The Arts Journal, 23 August 2012
Four Stars
The court music of Japan is an art form dating from the 5th century, performed in the Imperial Palace by a select group of musicians, many of them descended from families with centuries of musical heritage. Ritualised, decorative, strictly choreographed and austere in its execution, Gagaku is a living, unbroken musical tradition.
Wednesday night offered a rare chance to experience a programme of music and dance performed by the Musicians of the Imperial Household Agency, the Tokyo group’s only performance in the UK.

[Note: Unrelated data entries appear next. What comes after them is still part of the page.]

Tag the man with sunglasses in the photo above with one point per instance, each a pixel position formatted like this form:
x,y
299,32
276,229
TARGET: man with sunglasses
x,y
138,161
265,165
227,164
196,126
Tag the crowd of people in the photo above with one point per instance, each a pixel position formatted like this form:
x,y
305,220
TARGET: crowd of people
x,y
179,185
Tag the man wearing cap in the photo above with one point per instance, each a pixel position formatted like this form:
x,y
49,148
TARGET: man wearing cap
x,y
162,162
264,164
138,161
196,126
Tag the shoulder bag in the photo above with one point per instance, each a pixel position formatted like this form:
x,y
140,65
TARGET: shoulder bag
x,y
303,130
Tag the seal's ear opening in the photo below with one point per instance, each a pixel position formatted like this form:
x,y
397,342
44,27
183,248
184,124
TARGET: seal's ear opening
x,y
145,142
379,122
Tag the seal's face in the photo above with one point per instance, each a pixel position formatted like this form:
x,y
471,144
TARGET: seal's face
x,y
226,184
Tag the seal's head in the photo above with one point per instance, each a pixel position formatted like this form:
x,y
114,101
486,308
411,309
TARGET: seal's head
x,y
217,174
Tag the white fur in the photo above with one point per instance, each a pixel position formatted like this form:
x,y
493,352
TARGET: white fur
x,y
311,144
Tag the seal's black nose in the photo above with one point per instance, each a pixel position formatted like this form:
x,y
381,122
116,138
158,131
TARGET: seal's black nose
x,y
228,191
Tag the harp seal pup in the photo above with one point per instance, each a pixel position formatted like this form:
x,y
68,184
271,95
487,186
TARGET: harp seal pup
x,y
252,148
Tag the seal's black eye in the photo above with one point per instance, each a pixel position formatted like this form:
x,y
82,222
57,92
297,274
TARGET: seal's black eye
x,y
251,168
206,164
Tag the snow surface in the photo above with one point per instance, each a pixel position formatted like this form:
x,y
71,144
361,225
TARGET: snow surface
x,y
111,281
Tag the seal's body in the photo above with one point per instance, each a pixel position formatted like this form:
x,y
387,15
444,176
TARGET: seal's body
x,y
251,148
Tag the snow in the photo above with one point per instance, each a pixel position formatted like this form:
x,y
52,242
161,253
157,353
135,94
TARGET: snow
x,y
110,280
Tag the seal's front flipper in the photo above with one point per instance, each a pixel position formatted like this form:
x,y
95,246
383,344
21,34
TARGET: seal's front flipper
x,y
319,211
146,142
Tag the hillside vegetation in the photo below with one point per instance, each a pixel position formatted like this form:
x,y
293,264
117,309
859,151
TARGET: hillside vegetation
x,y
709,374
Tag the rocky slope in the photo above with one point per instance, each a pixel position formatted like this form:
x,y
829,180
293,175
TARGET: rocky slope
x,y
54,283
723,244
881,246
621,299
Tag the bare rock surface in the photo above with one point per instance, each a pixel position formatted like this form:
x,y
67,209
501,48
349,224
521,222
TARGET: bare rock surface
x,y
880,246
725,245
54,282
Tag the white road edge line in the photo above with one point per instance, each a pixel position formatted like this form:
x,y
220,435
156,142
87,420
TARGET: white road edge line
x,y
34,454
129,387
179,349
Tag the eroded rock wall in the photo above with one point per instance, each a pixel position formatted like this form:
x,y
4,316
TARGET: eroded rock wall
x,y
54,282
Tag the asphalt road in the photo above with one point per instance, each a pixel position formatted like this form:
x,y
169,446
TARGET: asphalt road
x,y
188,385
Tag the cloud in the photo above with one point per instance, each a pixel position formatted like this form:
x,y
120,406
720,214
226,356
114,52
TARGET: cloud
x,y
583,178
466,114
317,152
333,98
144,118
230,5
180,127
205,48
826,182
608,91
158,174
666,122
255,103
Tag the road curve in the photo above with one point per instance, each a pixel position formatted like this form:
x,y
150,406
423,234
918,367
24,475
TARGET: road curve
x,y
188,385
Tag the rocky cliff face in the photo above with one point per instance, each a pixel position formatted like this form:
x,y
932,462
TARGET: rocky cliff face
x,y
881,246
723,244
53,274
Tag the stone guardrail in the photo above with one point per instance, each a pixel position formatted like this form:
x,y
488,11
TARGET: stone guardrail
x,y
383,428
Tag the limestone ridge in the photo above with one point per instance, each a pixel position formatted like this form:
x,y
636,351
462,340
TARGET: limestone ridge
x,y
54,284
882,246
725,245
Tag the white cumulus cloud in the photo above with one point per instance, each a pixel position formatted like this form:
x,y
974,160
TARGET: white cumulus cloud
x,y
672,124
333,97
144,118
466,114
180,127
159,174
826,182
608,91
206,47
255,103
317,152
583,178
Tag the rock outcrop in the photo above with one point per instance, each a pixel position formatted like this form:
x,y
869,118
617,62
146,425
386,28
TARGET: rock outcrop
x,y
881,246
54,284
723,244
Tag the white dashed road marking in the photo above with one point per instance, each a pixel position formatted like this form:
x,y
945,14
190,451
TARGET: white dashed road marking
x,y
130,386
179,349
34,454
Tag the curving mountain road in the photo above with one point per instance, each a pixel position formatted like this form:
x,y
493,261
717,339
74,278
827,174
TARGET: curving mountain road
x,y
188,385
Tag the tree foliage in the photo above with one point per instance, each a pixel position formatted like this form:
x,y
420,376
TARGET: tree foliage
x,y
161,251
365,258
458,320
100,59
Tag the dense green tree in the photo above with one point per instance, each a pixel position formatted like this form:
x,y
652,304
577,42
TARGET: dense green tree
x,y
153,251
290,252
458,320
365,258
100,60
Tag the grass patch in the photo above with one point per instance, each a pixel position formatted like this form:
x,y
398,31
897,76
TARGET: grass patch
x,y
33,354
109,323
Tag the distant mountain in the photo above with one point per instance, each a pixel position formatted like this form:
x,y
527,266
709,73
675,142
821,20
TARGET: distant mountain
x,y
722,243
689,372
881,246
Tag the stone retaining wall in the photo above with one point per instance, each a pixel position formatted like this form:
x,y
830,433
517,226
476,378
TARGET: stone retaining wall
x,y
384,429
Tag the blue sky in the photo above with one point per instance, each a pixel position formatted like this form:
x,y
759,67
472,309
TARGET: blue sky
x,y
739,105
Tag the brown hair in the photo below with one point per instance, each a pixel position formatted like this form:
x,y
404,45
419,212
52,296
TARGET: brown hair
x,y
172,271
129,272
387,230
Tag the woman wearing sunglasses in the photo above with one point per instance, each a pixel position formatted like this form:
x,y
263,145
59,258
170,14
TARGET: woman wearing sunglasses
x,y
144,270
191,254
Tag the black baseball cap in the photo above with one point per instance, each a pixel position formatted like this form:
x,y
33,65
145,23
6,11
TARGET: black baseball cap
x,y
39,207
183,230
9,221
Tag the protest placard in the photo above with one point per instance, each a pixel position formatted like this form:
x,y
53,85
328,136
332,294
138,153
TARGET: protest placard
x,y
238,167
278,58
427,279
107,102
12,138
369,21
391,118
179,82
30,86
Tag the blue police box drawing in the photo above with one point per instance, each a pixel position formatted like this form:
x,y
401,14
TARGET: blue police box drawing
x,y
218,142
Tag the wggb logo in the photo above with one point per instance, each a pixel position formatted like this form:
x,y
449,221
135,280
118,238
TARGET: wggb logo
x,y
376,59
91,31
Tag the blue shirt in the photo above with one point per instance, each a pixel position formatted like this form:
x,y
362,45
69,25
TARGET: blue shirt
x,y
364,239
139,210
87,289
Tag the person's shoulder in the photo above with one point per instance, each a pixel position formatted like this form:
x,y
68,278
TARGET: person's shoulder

The capacity audience at the Festival Theatre might not have known in advance what to expect from Gagaku which translates as “elegant music” but they looked on in silent wonder as the musicians, dressed in burnt orange robes and sitting cross-legged on a green silk carpet, plucked, struck and scraped an intriguing mixture of ancient musical instruments, including a bamboo mouth organ, and a four stringed lute strummed with a large plectrum.
If the music and movement of Gagaku and the accompanying Bugaku dance can be austere, the stage was a feast for the eyes, festooned with embroidered silk hangings and large, elaborately decorated ceremonial gongs.
The static but hypnotic instrumental pieces of the first half gave way to a series of elaborate and tightly choreographed dances after the interval. Dressed in silk pantaloons, masks and fringed tunics, the dancers performed traditional dances representing mythical creatures including a phoenix and dragons. Japan’s martial history was referenced in the final dance, Bairo, traditionally performed before battle, in which the dancers staged an elaborate clash of halberds, shields and swords.
If one of the purposes of the Festival is to expose audiences to art forms which emerge from radically distinct artistic traditions, then the strange, ritualised world of Gagaku succeeded in presenting a powerful impression of a complex and self contained artistic world.